Over here I explained how I was fed up of considering individual solutions to global chaos. I want to be able to imagine collective solutions, and the first step is to celebrate the collaboration I already know about.
I’m going to start with Sale Sings choir, which I joined in the summer of 2023.
It all started when I attended a 2-day singing workshop with my friend Katy, in February. Two days of singing, together with many others, and revelling in the amazing sounds and feelings people can create when they sing together. I was introduced to Rose, a wonderfully charismatic local choir director, and I knew I wanted more, so I joined her Sale Sings choir.
But no, it all started when I joined Accord gospel choir a few years ago. I was having a terrible time, being badly bullied by a member of senior staff in my teaching job. One of my colleagues told me about Accord. This small group of singers lifted me up, sang with me and laughed with me and helped me gain the strength I needed to move on to better things.
But no, it all started when I attended an African singing workshop at York Arts Centre when I was a teenager. What a wonderful way of singing! What amazing sounds we made together!
Or did it start when I was a child and I sang in the school choir? Or the local church choir? Or when my mother and grandmother encouraged me to sing at any opportunity?
It doesn’t matter. It’s really good for you to sing with other people. It makes you feel great. It’s beneficial for mind and body. “Singing in the shower gives you a bit of an uplift, but when doing it communally, there’s something about the synchrony of singing that creates this massive endorphin uplift.” And there’s more in this article about the benefits of singing: “A project for the UK government’s Foresight programme listed five ways to wellbeing – connect, be active, take notice, keep learning, give; singing [in a group] manages all five.” And crucially, it helps you to form connections with people, which is why it’s such a great example for a series about collaboration.

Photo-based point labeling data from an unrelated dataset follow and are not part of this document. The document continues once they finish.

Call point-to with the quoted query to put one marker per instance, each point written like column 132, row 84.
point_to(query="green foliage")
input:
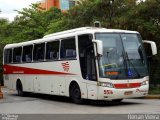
column 34, row 22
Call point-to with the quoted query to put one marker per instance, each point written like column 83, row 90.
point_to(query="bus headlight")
column 145, row 83
column 105, row 84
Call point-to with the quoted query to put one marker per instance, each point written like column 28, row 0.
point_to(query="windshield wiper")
column 128, row 69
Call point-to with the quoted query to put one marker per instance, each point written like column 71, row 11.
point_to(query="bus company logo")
column 65, row 66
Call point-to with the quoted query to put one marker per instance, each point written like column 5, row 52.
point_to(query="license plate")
column 128, row 93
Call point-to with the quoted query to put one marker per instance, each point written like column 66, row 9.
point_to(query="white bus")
column 83, row 63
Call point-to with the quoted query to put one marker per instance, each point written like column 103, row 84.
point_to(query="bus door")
column 87, row 64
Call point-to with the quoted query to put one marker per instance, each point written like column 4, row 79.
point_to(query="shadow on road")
column 86, row 102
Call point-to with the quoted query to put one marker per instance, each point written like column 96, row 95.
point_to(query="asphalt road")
column 47, row 104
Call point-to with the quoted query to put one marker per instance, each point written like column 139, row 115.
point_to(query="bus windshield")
column 123, row 56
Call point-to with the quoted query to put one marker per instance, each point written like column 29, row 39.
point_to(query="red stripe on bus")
column 10, row 69
column 127, row 85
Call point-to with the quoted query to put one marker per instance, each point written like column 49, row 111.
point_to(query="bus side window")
column 86, row 57
column 17, row 54
column 8, row 56
column 27, row 53
column 52, row 50
column 39, row 50
column 68, row 48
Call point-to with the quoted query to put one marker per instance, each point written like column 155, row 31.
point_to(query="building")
column 61, row 4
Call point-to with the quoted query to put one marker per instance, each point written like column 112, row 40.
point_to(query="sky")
column 7, row 7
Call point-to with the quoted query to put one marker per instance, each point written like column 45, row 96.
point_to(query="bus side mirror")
column 150, row 47
column 99, row 46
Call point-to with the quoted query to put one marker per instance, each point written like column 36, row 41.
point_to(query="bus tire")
column 19, row 88
column 76, row 94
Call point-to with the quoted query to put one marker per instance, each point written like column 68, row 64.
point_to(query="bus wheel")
column 76, row 94
column 19, row 88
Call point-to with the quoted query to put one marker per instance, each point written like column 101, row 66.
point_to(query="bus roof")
column 69, row 33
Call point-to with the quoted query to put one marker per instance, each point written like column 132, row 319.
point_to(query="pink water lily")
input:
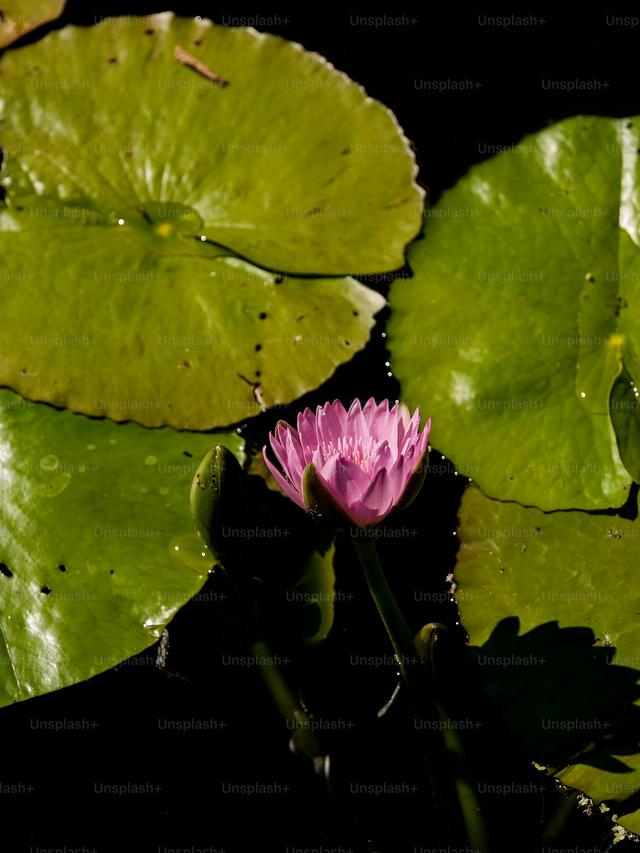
column 362, row 463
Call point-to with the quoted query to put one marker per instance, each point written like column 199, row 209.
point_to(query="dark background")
column 122, row 740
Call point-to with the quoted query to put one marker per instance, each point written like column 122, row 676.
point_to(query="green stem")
column 417, row 668
column 290, row 709
column 294, row 715
column 406, row 653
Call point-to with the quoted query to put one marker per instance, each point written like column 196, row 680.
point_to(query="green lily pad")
column 106, row 329
column 283, row 159
column 523, row 311
column 18, row 17
column 562, row 576
column 128, row 307
column 98, row 549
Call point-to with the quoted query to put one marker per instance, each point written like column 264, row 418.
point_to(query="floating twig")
column 187, row 59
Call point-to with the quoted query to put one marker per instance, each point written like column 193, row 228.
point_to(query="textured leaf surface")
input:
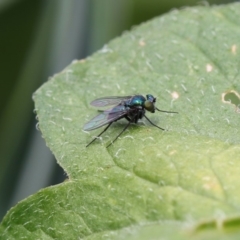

I’m not great in large groups of people I don’t know, and I confess when I first joined Sale Sings, I worried that people would be mean to me, or laugh at me, or leave me out of things. And I kept being delighted, over and over, by how kind and inclusive and friendly everyone was. That thing in this article about how “strangers who sang together for an hour emerged from the sessions with an unusually close bond”? I can tell you it’s true.
And then there’s the music. It’s so easy to create a massive gorgeous uplifting sound when several people sing together. It doesn’t matter if some people are a bit off key, or some have forgotten the words, or not everyone has quite grasped the rhythm yet. It doesn’t matter if you are the one that feels a bit lost. Together you make the magic (and you can listen to some of the magic from our Sale Sings choir here).
I’m so convinced of its power, I’ve started submitting singing workshop ideas to tech conferences. Fingers crossed someone will bite, and 2024 will see me leading a bunch of joyful geeks in song!